Study of Tonal Fan Noise Reduction by Modification of the Volute Cutoff

Blade-passing frequency (BPF) tonal noise is usually the main contributor to centrifugal fan noise as opposed to broad-band noise; therefore, abating its strength can reduce fan noise significantly. The predominant BPF noise source is the surface acoustic dipole over the cutoff due to the flow interactions between the impeller and the volute. In this study, a modified cutoff with an inclined edge and enlarged cutoff clearance was successfully employed to reduce the BPF noise; the measured noise spectra at three different flow rates of the inclined-cutoff fan and the original fan were compared, and noticeable noise reduction was found. The cause of this tonal noise reduction was numerically studied, using computational fluid dynamics (CFD) technology and acoustic analogy theory to calculate the flow fields inside the fan and sound radiation respectively. Results showed that the cutoff, including the geometric configuration and it's clearance with the impeller, was crucial to impeller-volute flow interactions. As a consequence, this inclined cutoff with enlarged cutoff clearance could eliminate the BPF pressure fluctuation, i.e.

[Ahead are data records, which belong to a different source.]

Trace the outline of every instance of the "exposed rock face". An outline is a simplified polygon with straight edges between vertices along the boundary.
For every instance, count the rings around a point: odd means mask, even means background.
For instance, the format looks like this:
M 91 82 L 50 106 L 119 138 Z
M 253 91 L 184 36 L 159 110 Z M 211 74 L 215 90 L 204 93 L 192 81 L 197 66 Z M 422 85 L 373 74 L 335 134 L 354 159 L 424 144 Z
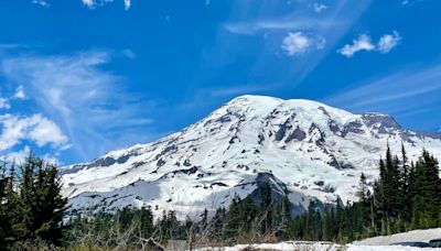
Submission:
M 151 206 L 185 215 L 228 206 L 271 181 L 275 196 L 286 186 L 301 212 L 311 201 L 355 200 L 361 173 L 372 182 L 387 143 L 398 152 L 401 142 L 410 160 L 422 148 L 441 155 L 439 133 L 405 130 L 389 116 L 243 96 L 153 143 L 65 167 L 63 193 L 76 210 Z

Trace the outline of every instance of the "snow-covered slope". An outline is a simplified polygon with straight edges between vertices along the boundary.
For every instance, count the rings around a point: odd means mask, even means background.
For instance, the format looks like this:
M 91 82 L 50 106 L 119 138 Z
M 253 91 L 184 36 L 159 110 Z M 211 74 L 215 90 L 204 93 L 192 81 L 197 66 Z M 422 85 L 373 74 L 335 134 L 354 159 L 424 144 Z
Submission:
M 151 206 L 187 214 L 245 197 L 267 174 L 300 208 L 318 198 L 356 199 L 359 175 L 378 175 L 387 142 L 410 159 L 441 155 L 441 135 L 402 129 L 389 116 L 353 114 L 310 100 L 233 99 L 205 119 L 149 144 L 110 152 L 63 171 L 74 209 Z

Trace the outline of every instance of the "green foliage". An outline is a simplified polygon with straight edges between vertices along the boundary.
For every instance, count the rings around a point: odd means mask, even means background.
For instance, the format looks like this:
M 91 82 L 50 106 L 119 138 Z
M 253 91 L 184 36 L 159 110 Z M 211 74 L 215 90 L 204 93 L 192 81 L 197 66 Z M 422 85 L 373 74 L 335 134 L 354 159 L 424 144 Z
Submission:
M 60 244 L 67 199 L 61 195 L 57 172 L 55 165 L 33 154 L 19 166 L 3 160 L 0 175 L 0 248 L 37 239 Z
M 441 227 L 441 179 L 438 161 L 426 150 L 416 164 L 401 160 L 387 149 L 379 161 L 380 175 L 374 192 L 362 174 L 358 203 L 309 210 L 289 226 L 289 239 L 351 242 L 361 238 L 391 234 L 412 229 Z

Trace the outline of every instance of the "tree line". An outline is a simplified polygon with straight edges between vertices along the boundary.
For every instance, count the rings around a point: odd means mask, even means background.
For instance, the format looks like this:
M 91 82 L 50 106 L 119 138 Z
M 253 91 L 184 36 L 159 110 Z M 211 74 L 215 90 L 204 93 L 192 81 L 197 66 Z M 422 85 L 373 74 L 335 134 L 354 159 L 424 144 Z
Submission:
M 0 164 L 0 250 L 25 241 L 61 244 L 67 199 L 61 195 L 57 167 L 30 154 Z
M 313 210 L 291 220 L 290 238 L 351 242 L 413 229 L 441 227 L 441 178 L 438 161 L 423 150 L 417 162 L 387 148 L 373 189 L 362 174 L 356 203 L 338 198 L 323 211 Z
M 168 240 L 190 247 L 213 243 L 279 240 L 329 240 L 341 243 L 412 229 L 441 227 L 441 178 L 438 161 L 423 150 L 409 162 L 405 148 L 387 148 L 374 183 L 362 174 L 358 201 L 316 205 L 291 214 L 288 189 L 275 195 L 269 183 L 258 193 L 235 196 L 228 208 L 205 209 L 198 218 L 179 220 L 174 211 L 157 219 L 150 207 L 122 208 L 115 214 L 71 216 L 63 222 L 67 200 L 61 195 L 55 165 L 30 155 L 17 165 L 0 166 L 0 249 L 42 240 L 58 247 L 143 249 Z

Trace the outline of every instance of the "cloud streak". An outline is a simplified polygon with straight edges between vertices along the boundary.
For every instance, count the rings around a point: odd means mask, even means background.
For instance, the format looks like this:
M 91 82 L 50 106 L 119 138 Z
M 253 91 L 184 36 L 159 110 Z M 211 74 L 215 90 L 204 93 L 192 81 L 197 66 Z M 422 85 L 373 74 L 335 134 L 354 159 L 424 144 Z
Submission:
M 0 69 L 8 80 L 29 90 L 28 96 L 64 129 L 85 159 L 123 146 L 121 131 L 152 122 L 147 112 L 154 103 L 126 90 L 122 77 L 101 69 L 110 59 L 104 51 L 18 56 L 4 59 Z
M 304 54 L 308 50 L 315 47 L 316 50 L 323 48 L 325 43 L 324 39 L 315 39 L 302 32 L 288 33 L 288 36 L 282 41 L 282 50 L 290 56 Z
M 428 106 L 439 109 L 441 65 L 419 70 L 402 70 L 358 86 L 324 101 L 353 111 L 376 109 L 401 113 Z
M 379 53 L 389 53 L 395 46 L 399 44 L 401 36 L 397 31 L 391 34 L 383 35 L 377 44 L 373 44 L 372 39 L 367 34 L 362 34 L 357 39 L 353 40 L 352 44 L 346 44 L 342 48 L 337 50 L 337 53 L 346 56 L 353 57 L 355 53 L 361 51 L 377 51 Z

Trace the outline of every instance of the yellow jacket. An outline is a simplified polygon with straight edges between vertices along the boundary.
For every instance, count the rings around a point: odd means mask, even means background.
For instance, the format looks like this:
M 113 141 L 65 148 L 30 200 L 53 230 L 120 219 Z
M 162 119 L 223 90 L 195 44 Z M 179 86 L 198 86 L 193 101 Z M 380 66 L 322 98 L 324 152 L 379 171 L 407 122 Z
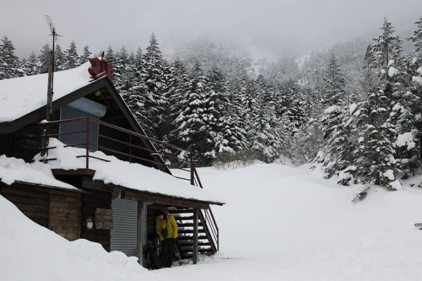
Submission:
M 157 231 L 158 231 L 160 241 L 164 240 L 164 238 L 177 237 L 177 223 L 176 223 L 174 217 L 172 215 L 170 215 L 169 212 L 167 211 L 164 211 L 164 214 L 165 214 L 167 216 L 167 219 L 162 221 L 157 220 Z M 166 221 L 168 234 L 166 237 L 163 237 L 161 235 L 161 232 L 165 228 Z

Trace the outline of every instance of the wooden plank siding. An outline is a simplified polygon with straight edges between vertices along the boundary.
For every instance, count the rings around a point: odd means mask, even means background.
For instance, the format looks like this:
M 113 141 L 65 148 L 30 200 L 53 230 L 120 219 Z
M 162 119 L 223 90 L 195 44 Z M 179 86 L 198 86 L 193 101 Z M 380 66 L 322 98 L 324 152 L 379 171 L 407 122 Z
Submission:
M 95 209 L 97 208 L 111 209 L 111 192 L 91 190 L 90 194 L 83 194 L 82 198 L 82 225 L 81 238 L 96 242 L 110 251 L 110 230 L 106 229 L 89 230 L 85 226 L 88 217 L 95 218 Z
M 0 193 L 13 203 L 26 216 L 37 223 L 49 227 L 49 190 L 20 183 L 6 185 L 0 183 Z
M 50 191 L 49 229 L 70 241 L 79 238 L 82 202 L 79 193 Z

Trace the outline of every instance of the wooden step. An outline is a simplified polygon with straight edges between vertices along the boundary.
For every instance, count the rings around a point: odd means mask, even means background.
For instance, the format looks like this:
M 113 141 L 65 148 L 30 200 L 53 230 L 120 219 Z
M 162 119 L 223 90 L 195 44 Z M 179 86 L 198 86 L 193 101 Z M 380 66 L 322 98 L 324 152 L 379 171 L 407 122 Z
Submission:
M 192 253 L 193 250 L 192 249 L 179 249 L 179 251 L 180 252 L 180 254 L 186 254 L 186 253 Z M 200 253 L 207 253 L 207 252 L 212 252 L 212 249 L 211 248 L 202 248 L 202 249 L 198 249 L 198 251 Z
M 180 242 L 184 242 L 186 243 L 179 243 L 179 246 L 180 247 L 193 247 L 193 241 L 180 241 Z M 198 246 L 211 246 L 211 244 L 209 242 L 198 242 Z
M 188 228 L 188 227 L 193 227 L 193 223 L 177 223 L 177 226 L 179 228 Z M 198 223 L 198 226 L 203 226 L 202 223 Z
M 204 239 L 208 239 L 208 237 L 206 235 L 198 236 L 198 240 L 203 240 Z M 193 240 L 193 236 L 179 236 L 177 237 L 177 240 Z
M 180 227 L 180 226 L 179 226 Z M 205 229 L 198 229 L 198 233 L 204 233 L 205 232 Z M 179 229 L 177 230 L 177 233 L 179 234 L 186 234 L 186 233 L 193 233 L 193 229 Z
M 181 209 L 181 210 L 169 210 L 168 211 L 169 214 L 173 215 L 174 214 L 189 214 L 189 213 L 193 213 L 193 210 L 189 210 L 189 209 Z

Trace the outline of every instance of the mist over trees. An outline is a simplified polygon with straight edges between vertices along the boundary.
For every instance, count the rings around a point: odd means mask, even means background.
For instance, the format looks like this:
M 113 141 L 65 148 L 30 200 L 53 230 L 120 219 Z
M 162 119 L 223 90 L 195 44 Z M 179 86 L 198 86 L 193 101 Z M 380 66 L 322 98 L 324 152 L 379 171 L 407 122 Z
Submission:
M 400 39 L 385 19 L 373 40 L 259 65 L 207 40 L 165 58 L 154 34 L 134 53 L 108 46 L 106 58 L 147 134 L 191 150 L 198 165 L 289 159 L 341 184 L 395 190 L 421 164 L 422 18 L 414 28 Z M 46 72 L 50 48 L 20 59 L 4 37 L 0 79 Z M 78 54 L 75 42 L 64 51 L 57 45 L 56 70 L 94 55 L 89 46 Z

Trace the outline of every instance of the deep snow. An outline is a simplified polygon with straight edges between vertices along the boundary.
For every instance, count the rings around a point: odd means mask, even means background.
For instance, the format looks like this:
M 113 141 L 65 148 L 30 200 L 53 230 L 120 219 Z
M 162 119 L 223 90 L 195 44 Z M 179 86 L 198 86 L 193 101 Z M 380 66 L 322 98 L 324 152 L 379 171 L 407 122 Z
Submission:
M 69 242 L 29 223 L 1 198 L 0 280 L 422 280 L 422 230 L 413 226 L 422 222 L 420 190 L 373 187 L 354 204 L 362 187 L 335 185 L 305 167 L 255 164 L 199 174 L 205 188 L 226 202 L 212 208 L 218 254 L 148 272 L 94 243 Z

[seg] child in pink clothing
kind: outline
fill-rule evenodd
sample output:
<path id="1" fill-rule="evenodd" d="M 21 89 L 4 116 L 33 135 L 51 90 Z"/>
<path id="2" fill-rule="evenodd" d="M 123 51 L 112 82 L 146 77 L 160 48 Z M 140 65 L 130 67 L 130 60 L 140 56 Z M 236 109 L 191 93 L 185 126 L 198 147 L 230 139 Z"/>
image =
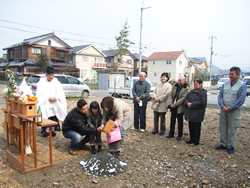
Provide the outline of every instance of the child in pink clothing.
<path id="1" fill-rule="evenodd" d="M 106 122 L 109 120 L 115 121 L 115 115 L 112 113 L 109 113 L 106 117 Z M 114 127 L 111 129 L 110 133 L 107 133 L 107 140 L 109 143 L 109 152 L 114 155 L 115 157 L 120 156 L 120 142 L 121 142 L 121 132 L 120 132 L 120 127 L 114 125 Z"/>

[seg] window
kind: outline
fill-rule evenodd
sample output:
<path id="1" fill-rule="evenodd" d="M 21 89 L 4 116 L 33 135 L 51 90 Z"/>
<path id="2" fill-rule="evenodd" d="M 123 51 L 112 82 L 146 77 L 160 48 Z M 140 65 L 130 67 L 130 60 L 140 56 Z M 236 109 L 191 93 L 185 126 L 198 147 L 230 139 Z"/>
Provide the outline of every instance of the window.
<path id="1" fill-rule="evenodd" d="M 60 56 L 60 59 L 64 59 L 64 51 L 60 51 L 59 56 Z"/>
<path id="2" fill-rule="evenodd" d="M 82 56 L 82 61 L 83 61 L 83 62 L 89 62 L 89 57 Z"/>
<path id="3" fill-rule="evenodd" d="M 166 64 L 170 65 L 171 64 L 171 60 L 166 60 Z"/>
<path id="4" fill-rule="evenodd" d="M 41 48 L 32 48 L 32 54 L 41 54 Z"/>
<path id="5" fill-rule="evenodd" d="M 10 59 L 12 60 L 14 58 L 13 50 L 10 50 Z"/>

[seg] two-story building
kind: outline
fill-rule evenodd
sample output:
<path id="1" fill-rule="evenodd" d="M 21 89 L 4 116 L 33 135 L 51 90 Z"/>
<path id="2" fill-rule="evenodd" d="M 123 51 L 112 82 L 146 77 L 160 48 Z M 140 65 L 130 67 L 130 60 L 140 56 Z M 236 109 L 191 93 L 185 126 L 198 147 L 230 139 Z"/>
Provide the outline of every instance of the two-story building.
<path id="1" fill-rule="evenodd" d="M 148 77 L 154 83 L 160 82 L 163 72 L 167 72 L 170 80 L 177 81 L 185 73 L 189 58 L 184 51 L 154 52 L 148 57 Z"/>
<path id="2" fill-rule="evenodd" d="M 69 55 L 73 48 L 54 33 L 24 39 L 23 42 L 3 50 L 7 50 L 6 59 L 9 61 L 9 68 L 23 75 L 41 73 L 35 65 L 40 54 L 47 55 L 55 73 L 62 73 L 63 67 L 73 66 Z M 6 61 L 0 64 L 0 70 L 3 71 L 5 67 Z"/>
<path id="3" fill-rule="evenodd" d="M 189 57 L 190 62 L 195 65 L 201 72 L 210 72 L 210 68 L 205 57 Z M 196 70 L 196 72 L 199 72 Z"/>
<path id="4" fill-rule="evenodd" d="M 118 57 L 116 50 L 102 51 L 106 55 L 107 70 L 134 75 L 134 56 L 130 52 Z"/>
<path id="5" fill-rule="evenodd" d="M 107 69 L 106 55 L 94 45 L 82 45 L 73 47 L 73 63 L 80 70 L 79 77 L 83 80 L 92 80 L 99 71 Z"/>

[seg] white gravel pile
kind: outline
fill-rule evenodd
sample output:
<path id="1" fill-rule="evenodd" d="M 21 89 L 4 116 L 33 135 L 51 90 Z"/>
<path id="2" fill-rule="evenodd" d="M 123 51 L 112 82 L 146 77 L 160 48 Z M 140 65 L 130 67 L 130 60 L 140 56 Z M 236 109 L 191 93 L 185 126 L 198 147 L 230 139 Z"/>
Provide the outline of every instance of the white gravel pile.
<path id="1" fill-rule="evenodd" d="M 80 161 L 80 165 L 85 173 L 98 176 L 113 176 L 125 172 L 127 168 L 127 163 L 107 151 L 99 152 L 87 161 Z"/>

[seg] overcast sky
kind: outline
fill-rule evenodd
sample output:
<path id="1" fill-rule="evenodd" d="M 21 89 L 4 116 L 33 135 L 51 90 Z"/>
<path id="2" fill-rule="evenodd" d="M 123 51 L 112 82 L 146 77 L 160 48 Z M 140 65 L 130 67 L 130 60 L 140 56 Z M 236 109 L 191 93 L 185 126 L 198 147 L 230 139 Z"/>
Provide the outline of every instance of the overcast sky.
<path id="1" fill-rule="evenodd" d="M 116 45 L 125 21 L 132 53 L 139 53 L 142 0 L 0 0 L 2 49 L 23 39 L 55 32 L 70 46 Z M 144 0 L 142 48 L 153 52 L 185 50 L 220 68 L 250 71 L 250 0 Z M 146 48 L 144 48 L 146 47 Z"/>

BPF dipole source, at the design point effectively; although the BPF pressure fluctuation was still notable at large flow rates, the radiated sound power decreased drastically attributed to the phase cancellation of the dipole sources. This study shows that CFD combined with acoustic analogy can provide a reliable access to noise prediction, thus it will be employed in aeroacoustic optimization of centrifugal fans.